金(かね)で買えないモノ(金不換)』監督:ビル・イップ/葉劍峰

舞台はタイ。ニセの薬を売りさばいて大金をせしめていた詐欺師のふたり組。しかし、ついにある日、詐欺がバレてしまい…


詐欺師、タイをさすらう、という、コメディ調のロードムービーかと思いきや、突然に不幸な出来事がふたりを襲い、途中から主人公の若者ひとりきりのさすらいの旅に(ロードムービーであることにかわりない)。

出てくる人たちは主人公をはじめ、ほとんどが嘘つきで、騙し、騙されという感じではあるけれど、嘘だとわかっていても騙されてみたり、そんな嘘から希望をもらったり、騙されてもまだ相手を信じてみたり、要するに嘘つきであっても、皆、本当は優しい人たちばかりなのだった。

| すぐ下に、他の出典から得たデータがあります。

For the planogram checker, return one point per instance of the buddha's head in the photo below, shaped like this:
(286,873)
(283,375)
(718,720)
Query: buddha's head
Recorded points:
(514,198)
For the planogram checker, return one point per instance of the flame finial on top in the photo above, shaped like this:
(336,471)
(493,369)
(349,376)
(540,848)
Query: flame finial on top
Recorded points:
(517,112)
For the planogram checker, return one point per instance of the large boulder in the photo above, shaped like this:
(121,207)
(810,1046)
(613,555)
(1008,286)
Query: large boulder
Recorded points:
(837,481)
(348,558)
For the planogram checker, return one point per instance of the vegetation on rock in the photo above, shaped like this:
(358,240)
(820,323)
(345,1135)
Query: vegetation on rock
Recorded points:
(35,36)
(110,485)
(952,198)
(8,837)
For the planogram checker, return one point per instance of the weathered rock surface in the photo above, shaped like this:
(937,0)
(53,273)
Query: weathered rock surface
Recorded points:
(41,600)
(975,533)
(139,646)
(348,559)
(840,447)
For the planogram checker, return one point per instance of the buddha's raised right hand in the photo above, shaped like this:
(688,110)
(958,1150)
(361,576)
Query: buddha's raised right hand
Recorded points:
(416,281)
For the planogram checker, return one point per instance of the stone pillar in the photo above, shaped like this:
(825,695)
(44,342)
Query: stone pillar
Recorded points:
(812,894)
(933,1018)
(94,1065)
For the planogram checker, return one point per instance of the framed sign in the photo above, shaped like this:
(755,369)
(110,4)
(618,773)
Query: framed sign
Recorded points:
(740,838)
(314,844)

映像的にいろんなことをやろうとしていて、それが逆に粗い感じに見えてしまったんだけど、主人公が途中で出会うトランスジェンダーのお姐さんとのエピソードにしんみりしたり、チェンマイの女の子は純情そうに見えて、ああいうタイプはきっとタチが悪いと思ったら、本当にタチが悪かったのにも関わらず、怒らずに「友だちだよね」と言えてしまう主人公はなんていいヤツなんだと感心したりして、終わってみれば、どこかあたたかい優しい物語なのでした。

映画終了後に、トランスジェンダー役のサラさんが歌いながら登場して、さらに幸せな気分に。監督が「タイの人たちは本当に優しい」と何度も言っていたけど、そんなタイの人たちの優しさは本作からも感じられましたよ!

タイといえば洪水…早くおさまって1日でも早く元の生活が戻りますように。私のタイの友人は現在旅行のまっさいちゅうらしいんだけど、大丈夫なのか。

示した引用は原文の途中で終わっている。